The weirdest part wasn’t the logistics of the change. It was watching how people responded to it. Some colleagues were thrilled… more resources, bigger scope, a real career ladder. Some felt the thing they’d signed up for had quietly become something else, and left for scrappier places. A lot of us landed somewhere in the middle: nostalgic and curious at the same time, not sure whether we were watching an evolution or an ending. I think I’m still figuring that one out.
Those conversations always came back to values. Mailchimp’s identity wasn’t really about the tools or the tech stack. It was about serving small businesses and being a little odd about it. Intuit’s slogan is “Powering prosperity around the world,” which… sure. I guess accounting software is prosperity-adjacent. But the scale is obviously different. Where Mailchimp’s founders could personally champion a vision, Intuit has to implement it across 17,000 employees. Same direction, maybe. Very different ship.
So what actually defines the ship? It’s not the product. Klaviyo, Constant Contact, ActiveCampaign… they all do roughly similar things, but none of them are Mailchimp. You can’t point at a feature list and say “ah yes, that’s the identity.” And it’s not the code… though I suppose you could argue that as long as you’re still running your in-house proprietary PHP MVC framework, it’s definitely still the same ship. (Please don’t think too hard about that one.)
Maybe it’s the ownership. This thing was founded and bootstrapped by specific people who made specific bets. Then it was purchased. Then pieces of it got carved up and distributed across an org chart that didn’t exist a year ago. When domain boundaries get redrawn by people who weren’t there when the domains were invented, the question stops being “is this still the same ship” and starts being “whose ship is it, exactly?”
This isn’t just an acquisition thing. In the early days at any growing tech company, you own a feature end-to-end. You designed the tables, wrote the API, wired up the frontend. It is your ship. But as the org scales, it gets broken up. The frontend goes to a UI team. The database gets a dedicated team. Your feature gets carved into three microservices only two of which are owned by your team.
At what point is it no longer the thing you built?

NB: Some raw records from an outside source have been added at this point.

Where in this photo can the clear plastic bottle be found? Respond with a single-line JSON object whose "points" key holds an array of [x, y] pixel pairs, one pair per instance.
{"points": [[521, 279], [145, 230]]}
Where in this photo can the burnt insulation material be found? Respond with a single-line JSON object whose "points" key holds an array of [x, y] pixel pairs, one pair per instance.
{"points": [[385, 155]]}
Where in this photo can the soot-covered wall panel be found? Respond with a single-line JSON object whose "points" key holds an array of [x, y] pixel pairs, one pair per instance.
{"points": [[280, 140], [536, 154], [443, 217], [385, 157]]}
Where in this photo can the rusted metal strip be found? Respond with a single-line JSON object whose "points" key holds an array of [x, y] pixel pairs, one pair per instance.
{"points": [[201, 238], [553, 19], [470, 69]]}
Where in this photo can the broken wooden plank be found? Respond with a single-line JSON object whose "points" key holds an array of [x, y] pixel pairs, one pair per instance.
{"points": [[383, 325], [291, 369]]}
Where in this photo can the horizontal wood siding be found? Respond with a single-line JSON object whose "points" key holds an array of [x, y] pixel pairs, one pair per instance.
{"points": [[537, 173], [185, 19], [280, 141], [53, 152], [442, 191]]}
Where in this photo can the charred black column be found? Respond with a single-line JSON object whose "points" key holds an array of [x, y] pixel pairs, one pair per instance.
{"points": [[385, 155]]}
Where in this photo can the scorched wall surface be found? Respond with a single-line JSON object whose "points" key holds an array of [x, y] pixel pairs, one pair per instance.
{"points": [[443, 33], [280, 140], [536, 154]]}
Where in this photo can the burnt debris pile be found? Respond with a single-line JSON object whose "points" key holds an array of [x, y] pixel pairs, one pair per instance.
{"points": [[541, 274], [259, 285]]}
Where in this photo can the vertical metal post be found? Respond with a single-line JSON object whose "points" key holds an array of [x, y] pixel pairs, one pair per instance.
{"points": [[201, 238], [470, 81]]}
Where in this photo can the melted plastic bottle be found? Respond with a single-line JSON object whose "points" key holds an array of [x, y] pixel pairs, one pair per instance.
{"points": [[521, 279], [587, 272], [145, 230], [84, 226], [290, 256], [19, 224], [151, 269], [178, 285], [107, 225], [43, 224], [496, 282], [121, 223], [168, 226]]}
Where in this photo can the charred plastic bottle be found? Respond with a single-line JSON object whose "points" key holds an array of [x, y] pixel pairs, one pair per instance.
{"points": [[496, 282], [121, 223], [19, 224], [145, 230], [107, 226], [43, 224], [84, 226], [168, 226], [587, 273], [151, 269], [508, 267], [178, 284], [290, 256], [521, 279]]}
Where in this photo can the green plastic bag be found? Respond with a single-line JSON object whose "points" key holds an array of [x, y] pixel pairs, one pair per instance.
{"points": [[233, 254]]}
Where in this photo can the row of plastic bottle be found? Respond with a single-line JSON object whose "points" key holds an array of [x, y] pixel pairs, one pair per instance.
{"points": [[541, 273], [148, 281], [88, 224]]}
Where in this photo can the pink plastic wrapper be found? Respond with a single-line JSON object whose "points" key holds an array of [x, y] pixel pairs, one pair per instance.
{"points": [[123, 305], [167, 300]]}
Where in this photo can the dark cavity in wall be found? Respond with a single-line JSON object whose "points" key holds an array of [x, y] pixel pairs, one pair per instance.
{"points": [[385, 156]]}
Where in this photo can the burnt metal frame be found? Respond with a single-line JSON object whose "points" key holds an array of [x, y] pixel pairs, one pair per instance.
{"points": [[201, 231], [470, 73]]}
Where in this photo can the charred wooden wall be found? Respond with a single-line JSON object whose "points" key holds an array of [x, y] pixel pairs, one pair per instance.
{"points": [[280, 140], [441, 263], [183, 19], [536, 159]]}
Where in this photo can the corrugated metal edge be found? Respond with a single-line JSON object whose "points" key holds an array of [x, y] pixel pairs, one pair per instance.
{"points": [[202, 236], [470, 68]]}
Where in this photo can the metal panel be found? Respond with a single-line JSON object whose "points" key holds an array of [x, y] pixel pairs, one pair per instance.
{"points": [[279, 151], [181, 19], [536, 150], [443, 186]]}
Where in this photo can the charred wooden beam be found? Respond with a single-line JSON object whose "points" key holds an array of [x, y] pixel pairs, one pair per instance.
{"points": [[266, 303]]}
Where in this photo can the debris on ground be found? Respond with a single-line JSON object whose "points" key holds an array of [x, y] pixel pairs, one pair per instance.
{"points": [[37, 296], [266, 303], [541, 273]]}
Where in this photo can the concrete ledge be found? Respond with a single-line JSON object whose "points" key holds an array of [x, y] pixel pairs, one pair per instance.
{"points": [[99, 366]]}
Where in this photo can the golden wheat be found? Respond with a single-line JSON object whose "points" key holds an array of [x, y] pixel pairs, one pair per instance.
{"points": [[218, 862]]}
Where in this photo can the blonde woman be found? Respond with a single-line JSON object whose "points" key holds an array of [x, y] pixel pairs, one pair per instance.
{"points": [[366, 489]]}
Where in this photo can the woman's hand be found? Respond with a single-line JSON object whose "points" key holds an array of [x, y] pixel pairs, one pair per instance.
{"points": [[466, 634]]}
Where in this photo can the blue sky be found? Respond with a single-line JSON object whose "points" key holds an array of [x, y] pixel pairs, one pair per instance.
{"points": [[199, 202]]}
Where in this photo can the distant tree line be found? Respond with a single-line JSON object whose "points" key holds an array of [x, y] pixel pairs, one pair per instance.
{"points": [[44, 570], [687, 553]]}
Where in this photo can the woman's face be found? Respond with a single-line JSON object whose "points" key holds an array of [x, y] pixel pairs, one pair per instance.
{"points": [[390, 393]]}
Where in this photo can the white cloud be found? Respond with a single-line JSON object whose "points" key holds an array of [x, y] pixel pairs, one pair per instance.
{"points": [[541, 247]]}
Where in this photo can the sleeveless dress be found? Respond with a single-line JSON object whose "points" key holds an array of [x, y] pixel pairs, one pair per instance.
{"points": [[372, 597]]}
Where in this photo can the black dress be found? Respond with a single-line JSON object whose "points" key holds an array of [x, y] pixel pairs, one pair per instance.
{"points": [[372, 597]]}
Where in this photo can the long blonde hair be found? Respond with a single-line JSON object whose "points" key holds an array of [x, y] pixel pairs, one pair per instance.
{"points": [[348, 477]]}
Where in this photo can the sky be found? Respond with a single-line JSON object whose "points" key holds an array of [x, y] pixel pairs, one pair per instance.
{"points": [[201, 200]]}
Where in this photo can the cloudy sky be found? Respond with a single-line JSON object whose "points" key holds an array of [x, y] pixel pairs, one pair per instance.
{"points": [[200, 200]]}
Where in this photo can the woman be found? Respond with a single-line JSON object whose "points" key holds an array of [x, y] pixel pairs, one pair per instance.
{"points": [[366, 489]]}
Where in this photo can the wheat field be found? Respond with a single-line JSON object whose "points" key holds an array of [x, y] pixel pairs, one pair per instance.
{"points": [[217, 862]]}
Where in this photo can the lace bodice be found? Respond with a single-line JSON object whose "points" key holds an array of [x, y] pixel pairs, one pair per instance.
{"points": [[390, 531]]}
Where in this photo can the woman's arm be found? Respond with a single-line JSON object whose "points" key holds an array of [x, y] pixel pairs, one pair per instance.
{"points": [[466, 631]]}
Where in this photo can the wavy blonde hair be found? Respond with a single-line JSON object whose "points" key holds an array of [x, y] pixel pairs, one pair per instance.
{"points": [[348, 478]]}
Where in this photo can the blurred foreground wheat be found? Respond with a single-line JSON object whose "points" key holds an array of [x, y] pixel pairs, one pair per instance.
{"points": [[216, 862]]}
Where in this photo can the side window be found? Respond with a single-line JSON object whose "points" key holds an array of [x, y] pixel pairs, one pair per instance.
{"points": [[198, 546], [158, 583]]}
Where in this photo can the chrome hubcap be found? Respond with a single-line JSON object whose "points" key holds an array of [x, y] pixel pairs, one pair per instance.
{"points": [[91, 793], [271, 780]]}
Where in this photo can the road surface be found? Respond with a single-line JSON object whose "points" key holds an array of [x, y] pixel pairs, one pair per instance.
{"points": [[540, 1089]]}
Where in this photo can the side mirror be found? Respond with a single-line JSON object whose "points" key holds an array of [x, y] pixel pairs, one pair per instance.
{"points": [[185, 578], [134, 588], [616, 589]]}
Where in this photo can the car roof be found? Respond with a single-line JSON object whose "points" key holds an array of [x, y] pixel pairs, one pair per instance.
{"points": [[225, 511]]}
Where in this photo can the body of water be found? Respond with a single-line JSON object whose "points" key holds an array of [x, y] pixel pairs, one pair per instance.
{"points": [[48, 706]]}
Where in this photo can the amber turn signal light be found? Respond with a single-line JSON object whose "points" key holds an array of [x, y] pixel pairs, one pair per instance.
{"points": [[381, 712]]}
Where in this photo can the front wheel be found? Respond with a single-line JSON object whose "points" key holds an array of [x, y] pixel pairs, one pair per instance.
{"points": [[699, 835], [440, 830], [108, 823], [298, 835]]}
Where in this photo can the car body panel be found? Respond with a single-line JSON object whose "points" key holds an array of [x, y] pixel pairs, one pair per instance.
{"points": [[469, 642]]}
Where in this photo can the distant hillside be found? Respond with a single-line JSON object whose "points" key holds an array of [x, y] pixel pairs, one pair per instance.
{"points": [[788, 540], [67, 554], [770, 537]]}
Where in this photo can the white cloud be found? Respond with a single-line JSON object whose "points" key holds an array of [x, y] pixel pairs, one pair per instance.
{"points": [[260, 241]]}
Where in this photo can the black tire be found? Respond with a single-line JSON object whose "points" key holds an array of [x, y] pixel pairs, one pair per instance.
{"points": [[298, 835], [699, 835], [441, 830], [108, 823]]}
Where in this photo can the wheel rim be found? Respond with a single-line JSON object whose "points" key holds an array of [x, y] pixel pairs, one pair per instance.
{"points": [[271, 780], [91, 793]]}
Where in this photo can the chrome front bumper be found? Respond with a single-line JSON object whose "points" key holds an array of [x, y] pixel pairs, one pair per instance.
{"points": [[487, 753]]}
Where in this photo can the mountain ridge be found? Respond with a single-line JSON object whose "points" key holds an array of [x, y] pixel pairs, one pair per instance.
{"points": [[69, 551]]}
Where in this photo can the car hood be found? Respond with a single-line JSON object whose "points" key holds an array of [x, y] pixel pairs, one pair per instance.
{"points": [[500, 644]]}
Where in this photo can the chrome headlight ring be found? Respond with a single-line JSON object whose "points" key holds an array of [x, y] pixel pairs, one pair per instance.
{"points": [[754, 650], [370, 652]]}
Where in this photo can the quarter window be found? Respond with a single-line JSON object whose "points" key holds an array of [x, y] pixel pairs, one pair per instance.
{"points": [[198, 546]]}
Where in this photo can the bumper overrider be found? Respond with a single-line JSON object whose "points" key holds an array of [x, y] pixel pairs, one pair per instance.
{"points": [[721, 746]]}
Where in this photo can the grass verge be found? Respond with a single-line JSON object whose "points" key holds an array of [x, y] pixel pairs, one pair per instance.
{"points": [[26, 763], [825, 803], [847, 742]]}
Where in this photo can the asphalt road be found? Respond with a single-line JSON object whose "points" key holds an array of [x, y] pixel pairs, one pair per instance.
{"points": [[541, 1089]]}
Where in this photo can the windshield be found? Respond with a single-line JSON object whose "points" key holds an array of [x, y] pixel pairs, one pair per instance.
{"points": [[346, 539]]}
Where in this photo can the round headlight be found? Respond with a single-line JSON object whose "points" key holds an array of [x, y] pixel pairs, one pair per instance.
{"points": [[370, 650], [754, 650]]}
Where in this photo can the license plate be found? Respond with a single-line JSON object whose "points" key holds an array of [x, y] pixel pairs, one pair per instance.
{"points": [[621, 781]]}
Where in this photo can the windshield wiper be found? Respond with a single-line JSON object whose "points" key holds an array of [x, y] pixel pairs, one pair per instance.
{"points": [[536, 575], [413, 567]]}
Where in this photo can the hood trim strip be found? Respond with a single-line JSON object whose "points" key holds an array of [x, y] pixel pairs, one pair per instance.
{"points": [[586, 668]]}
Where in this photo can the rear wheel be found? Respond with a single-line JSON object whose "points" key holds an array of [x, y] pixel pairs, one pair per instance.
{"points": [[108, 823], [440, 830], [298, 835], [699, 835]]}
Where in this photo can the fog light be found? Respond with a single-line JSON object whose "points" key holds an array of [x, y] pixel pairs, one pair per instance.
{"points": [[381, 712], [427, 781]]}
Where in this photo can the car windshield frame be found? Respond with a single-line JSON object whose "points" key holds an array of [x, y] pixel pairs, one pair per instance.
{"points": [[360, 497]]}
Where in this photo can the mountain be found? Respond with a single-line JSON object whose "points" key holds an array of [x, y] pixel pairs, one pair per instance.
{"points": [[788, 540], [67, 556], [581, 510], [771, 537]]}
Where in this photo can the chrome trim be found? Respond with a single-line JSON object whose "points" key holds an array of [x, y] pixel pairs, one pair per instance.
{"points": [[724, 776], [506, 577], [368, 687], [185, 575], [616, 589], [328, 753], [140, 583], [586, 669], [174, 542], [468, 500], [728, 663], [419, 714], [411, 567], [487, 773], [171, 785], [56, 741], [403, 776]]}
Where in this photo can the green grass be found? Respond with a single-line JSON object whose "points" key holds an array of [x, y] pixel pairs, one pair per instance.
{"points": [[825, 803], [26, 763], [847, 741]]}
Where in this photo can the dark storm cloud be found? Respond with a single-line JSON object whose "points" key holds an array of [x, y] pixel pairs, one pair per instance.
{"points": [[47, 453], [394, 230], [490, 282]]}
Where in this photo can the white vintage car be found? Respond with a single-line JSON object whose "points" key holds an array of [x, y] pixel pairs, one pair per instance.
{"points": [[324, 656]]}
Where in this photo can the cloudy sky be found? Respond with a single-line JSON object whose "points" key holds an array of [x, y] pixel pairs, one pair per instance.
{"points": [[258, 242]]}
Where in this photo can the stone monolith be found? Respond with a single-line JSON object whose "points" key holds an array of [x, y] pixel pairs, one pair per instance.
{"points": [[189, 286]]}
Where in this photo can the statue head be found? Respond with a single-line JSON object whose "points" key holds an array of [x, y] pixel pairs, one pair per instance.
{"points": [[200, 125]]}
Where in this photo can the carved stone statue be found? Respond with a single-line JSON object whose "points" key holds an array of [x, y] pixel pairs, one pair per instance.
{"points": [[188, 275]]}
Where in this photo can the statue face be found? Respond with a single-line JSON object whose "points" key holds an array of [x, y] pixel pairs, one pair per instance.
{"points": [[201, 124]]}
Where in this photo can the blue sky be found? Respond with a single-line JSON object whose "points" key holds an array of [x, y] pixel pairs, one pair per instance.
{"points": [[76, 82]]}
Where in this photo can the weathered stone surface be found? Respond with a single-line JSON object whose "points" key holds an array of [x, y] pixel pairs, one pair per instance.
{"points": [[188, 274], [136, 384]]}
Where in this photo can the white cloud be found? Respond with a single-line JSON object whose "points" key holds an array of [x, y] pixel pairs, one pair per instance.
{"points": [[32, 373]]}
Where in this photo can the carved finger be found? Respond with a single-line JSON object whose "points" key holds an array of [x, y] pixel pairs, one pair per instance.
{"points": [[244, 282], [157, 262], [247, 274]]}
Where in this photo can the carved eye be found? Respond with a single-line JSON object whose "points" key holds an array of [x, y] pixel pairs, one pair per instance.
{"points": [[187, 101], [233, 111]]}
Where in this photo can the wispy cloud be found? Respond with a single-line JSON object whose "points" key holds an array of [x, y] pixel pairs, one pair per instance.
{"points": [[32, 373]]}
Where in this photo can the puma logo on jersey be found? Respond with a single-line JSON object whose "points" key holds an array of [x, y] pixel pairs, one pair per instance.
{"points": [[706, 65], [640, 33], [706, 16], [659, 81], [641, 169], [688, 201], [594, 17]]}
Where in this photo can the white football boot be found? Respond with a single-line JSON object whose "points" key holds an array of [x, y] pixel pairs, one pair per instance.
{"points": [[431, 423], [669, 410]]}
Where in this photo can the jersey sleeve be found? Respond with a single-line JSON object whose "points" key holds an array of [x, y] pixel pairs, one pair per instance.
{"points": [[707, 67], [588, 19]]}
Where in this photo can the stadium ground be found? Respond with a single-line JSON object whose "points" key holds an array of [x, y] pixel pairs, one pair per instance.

Ownership at scale is mostly janitorial. You write down the invariants nobody remembers. You notice the alert is still paging the team that set it up two years ago instead of the team that actually owns the service now, and you fix the routing. You find an internal API that three squads depend on but nobody lists in their on-call runbook, and you make someone claim it before it breaks at 2 AM on a Saturday. You delete the Slack channel where discussions are no longer had despite the very-important-sounding name. It’s not glamorous. It’s barely visible.
Your piece of the ship gets smaller as the crew gets bigger. That’s fine. You helped build it.